Vers une assistance contextuelle par exosquelette : estimation de charge utile par vision et optimisation multi-critères
Des chercheurs ont publié une étude préimprimée sur arXiv (2508.06207, version 3, republiée en septembre 2026) décrivant deux avancées pour les exosquelettes de soutien lombaire, conçus pour réduire les troubles musculosquelettiques liés au port de charges. La première contribution est un espace d'optimisation multi-métrique construit à partir d'essais menés sur 12 sujets, combinant réduction de l'activité électromyographique (EMG), inconfort perçu et préférence de l'utilisateur. Les auteurs y mettent en évidence une relation non linéaire entre le poids de la charge portée et le niveau d'assistance optimal, ce qui invalide l'hypothèse d'un réglage d'assistance simplement proportionnel à la charge. La seconde contribution est un système de contrôle adaptatif basé sur la vision par ordinateur : un vision transformer DINOv2 affiné (fine-tune), couplé à un capteur de profondeur, estime le poids d'une charge avant même que l'utilisateur ne la soulève, supprimant ainsi le délai d'actionnement propre aux systèmes réactifs classiques. Testé sur 12 sujets supplémentaires, ce module de perception prédictive atteint 82,41% de précision dans l'estimation du poids. Combinée à la stratégie d'assistance adaptative, l'approche réduit jusqu'à 23% le pic d'activation des muscles dorsaux et améliore de 8,15% en moyenne le déchargement mécanique par rapport à des réglages d'assistance statiques, sans augmentation de l'inconfort perçu.

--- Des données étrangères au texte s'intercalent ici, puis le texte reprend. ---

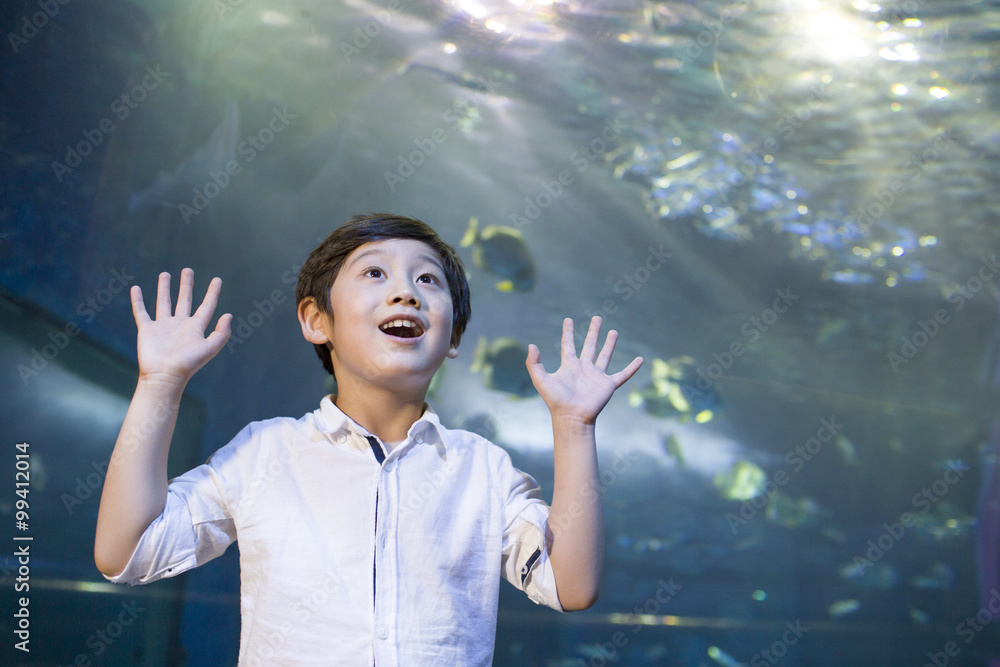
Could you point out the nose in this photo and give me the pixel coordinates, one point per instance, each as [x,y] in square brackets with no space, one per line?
[404,294]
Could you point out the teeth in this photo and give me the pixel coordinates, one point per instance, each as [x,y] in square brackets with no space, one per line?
[401,323]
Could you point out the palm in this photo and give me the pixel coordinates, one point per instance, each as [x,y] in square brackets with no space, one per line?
[174,346]
[581,387]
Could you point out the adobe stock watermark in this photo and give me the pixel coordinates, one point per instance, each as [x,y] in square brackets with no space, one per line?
[87,309]
[797,459]
[866,215]
[606,652]
[104,636]
[248,150]
[924,501]
[121,107]
[925,330]
[426,147]
[262,654]
[580,158]
[30,25]
[966,629]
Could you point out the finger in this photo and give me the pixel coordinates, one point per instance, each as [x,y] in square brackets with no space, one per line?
[163,296]
[622,376]
[534,363]
[590,342]
[211,300]
[218,338]
[604,359]
[138,307]
[567,347]
[184,293]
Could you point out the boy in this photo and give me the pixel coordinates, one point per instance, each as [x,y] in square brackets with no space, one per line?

Pour les fabricants et intégrateurs d'exosquelettes industriels, ces résultats répondent directement à une limite structurelle des systèmes actuels : la plupart des exosquelettes de soutien dorsal commercialisés s'appuient sur des capteurs myoélectriques ou de force qui ne détectent l'effort qu'une fois la charge déjà soulevée, générant un temps de réponse mécanique incompressible. En anticipant le poids par vision avant le geste de levage, cette approche prédictive vise à combler ce décalage temporel, un enjeu concret pour la logistique, la manutention et les lignes de production où les cycles de levage sont répétitifs. Elle illustre aussi une tendance plus large de transfert de modèles de vision génériques (ici DINOv2) vers des tâches d'estimation physique embarquées, hors du seul champ de la robotique mobile ou humanoïde.
Le travail s'inscrit dans le prolongement des recherches sur l'assistance ergonomique adaptative, où la modulation de l'assistance reste généralement statique ou réactive faute de perception anticipative fiable. Publiée d'abord en août 2025 puis révisée en version 3, l'étude reste à ce stade un résultat de laboratoire validé sur un total de 24 sujets, sans indication de partenariat industriel ni de déploiement commercial annoncé. Les auteurs présentent leur travail comme une preuve de concept ouvrant la voie à une intégration future dans des exosquelettes commerciaux de soutien lombaire, la prochaine étape logique étant une validation à plus grande échelle et en conditions de terrain plutôt qu'en environnement contrôlé.